NOTE: ALL TASKS MUST BE DONE IN ONE LINE OF PANDAS CODE. GOT STUCK? NO PROBLEM! CHECK OUT THE SOLUTIONS LECTURE!
Import pandas and read in the banklist.csv file into a dataframe called banks.
In [1]:
import pandas as pd
In [2]:
df = pd.read_csv('./banklist.csv')
Show the head of the dataframe
In [3]:
# CODE HERE
df.head()
Out[3]:
What are the column names?
In [4]:
# CODE HERE
df.columns
Out[4]:
How many States (ST) are represented in this data set?
In [5]:
# CODE HERE
df['ST'].unique().shape[0]
# or
# len(df['ST'].unique())
Out[5]:
Get a list or array of all the states in the data set.
In [6]:
# CODE HERE
df['ST'].unique()
Out[6]:
What are the top 5 states with the most failed banks?
In [7]:
# CODE HERE
df['ST'].value_counts().head()
Out[7]:
What are the top 5 acquiring institutions?
In [8]:
# CODE HERE
df['Acquiring Institution'].value_counts().head()
Out[8]:
How many banks has the State Bank of Texas acquired?

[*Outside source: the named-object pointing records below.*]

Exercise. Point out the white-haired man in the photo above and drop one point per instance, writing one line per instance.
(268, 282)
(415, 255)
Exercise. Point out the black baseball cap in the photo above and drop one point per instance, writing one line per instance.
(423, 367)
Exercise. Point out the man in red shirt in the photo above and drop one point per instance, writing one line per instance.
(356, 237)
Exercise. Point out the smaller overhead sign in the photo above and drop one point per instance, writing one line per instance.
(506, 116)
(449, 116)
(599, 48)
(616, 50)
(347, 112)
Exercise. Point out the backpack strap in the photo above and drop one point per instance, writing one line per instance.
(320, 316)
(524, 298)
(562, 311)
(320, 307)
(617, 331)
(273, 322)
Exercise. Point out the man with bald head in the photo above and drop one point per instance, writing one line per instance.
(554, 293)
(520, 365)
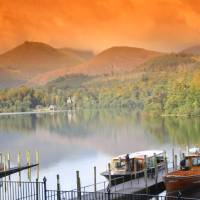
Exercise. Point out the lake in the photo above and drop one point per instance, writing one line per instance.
(79, 140)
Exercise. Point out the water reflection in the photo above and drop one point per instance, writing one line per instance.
(74, 140)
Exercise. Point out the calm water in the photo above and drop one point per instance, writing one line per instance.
(71, 141)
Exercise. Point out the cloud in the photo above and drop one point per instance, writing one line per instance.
(165, 25)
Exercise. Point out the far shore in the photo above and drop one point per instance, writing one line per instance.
(33, 112)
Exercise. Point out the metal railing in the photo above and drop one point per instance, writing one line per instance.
(74, 195)
(14, 190)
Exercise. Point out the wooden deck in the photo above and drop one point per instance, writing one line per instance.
(14, 170)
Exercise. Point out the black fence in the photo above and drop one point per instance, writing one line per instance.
(12, 190)
(74, 195)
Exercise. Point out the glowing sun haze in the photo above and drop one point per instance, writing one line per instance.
(166, 25)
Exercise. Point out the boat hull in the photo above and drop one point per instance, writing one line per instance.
(182, 184)
(123, 177)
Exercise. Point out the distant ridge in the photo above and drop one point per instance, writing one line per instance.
(112, 60)
(30, 59)
(195, 50)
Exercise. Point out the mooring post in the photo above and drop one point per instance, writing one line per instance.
(78, 181)
(166, 163)
(145, 173)
(156, 169)
(58, 187)
(37, 190)
(1, 157)
(37, 162)
(109, 172)
(95, 180)
(28, 159)
(175, 161)
(19, 165)
(45, 188)
(8, 160)
(135, 168)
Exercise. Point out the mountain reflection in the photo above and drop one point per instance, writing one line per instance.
(76, 134)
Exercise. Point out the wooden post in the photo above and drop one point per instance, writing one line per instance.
(19, 165)
(1, 158)
(156, 168)
(28, 159)
(78, 181)
(8, 160)
(95, 180)
(58, 188)
(37, 189)
(135, 168)
(166, 163)
(145, 173)
(173, 159)
(109, 171)
(37, 162)
(175, 162)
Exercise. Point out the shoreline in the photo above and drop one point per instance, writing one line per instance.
(32, 112)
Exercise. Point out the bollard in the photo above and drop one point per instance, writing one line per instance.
(58, 187)
(45, 188)
(95, 181)
(37, 162)
(135, 168)
(156, 169)
(145, 173)
(78, 181)
(28, 159)
(19, 165)
(8, 160)
(175, 162)
(166, 163)
(37, 189)
(109, 171)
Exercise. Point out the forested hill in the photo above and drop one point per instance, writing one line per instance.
(168, 84)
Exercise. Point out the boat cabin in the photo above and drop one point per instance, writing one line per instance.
(135, 161)
(190, 162)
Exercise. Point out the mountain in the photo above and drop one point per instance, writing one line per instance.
(194, 50)
(82, 55)
(33, 58)
(112, 60)
(115, 60)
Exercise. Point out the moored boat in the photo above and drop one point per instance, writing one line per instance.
(185, 178)
(128, 166)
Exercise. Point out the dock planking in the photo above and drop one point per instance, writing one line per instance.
(14, 170)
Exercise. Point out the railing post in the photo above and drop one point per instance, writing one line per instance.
(78, 181)
(37, 189)
(58, 187)
(145, 173)
(45, 188)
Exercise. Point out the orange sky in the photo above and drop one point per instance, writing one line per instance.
(166, 25)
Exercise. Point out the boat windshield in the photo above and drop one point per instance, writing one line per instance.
(196, 161)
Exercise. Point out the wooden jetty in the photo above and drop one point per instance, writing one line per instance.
(14, 170)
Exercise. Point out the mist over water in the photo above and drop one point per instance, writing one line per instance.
(80, 140)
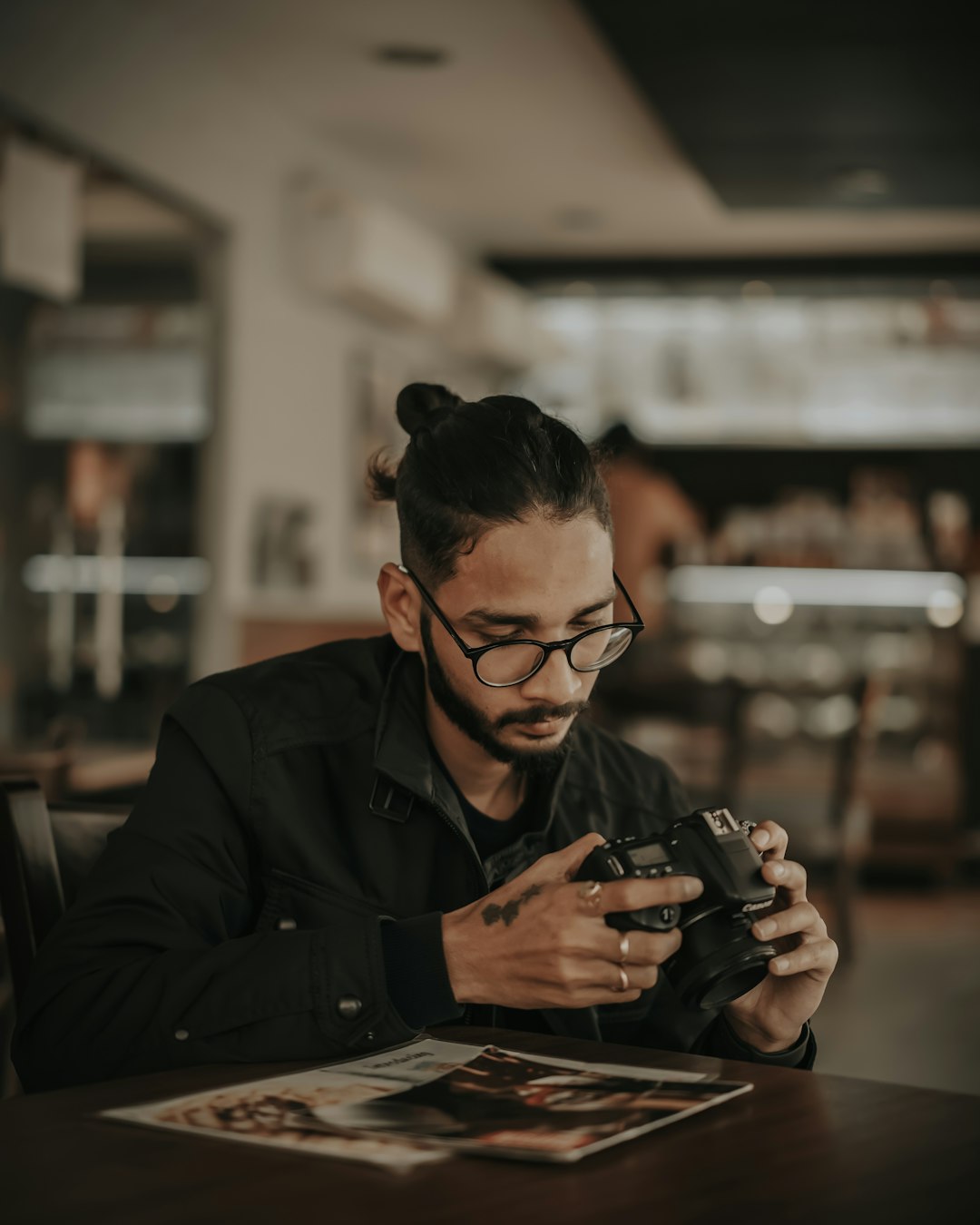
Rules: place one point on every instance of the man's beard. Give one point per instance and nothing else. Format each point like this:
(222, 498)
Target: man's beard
(483, 730)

How many of them were actually in Texas?
In [9]:
# CODE HERE
df[df['Acquiring Institution'] == 'State Bank of Texas']
Out[9]:
In [10]:
len(df[df['Acquiring Institution'] == 'State Bank of Texas'])
Out[10]:
In [11]:
len(df[(df['Acquiring Institution'] == 'State Bank of Texas') & (df['ST'] == 'TX')])
Out[11]:
What is the most common city in California for a bank to fail in?
In [12]:
# CODE HERE
df[df['ST'] == 'CA']['City'].value_counts()[0]
Out[12]:
How many failed banks don't have the word "Bank" in their name?
In [13]:
# CODE HERE
len(df[~df['Bank Name'].str.contains('Bank')]['Bank Name'].unique())
Out[13]:
How many bank names start with the letter 's' ?
In [14]:
# CODE HERE
df['Bank Name'].apply(lambda name: name[0].lower() == 's').value_counts()
Out[14]:
How many CERT values are above 20000 ?
In [15]:
# CODE HERE
sum(df['CERT'] > 20000)
Out[15]:
How many bank names consist of just two words? (e.g. "First Bank" , "Bank Georgia" )
In [16]:
# CODE HERE
sum(df['Bank Name'].apply(lambda name: len(name.split()) == 2))
Out[16]:
Bonus: How many banks closed in the year 2008? (this is hard because we technically haven't learned about time series with pandas yet! Feel free to skip this one!
In [17]:
# CODE HERE
sum(df['Closing Date'].apply(lambda date: date[-2:] == '08'))
Out[17]: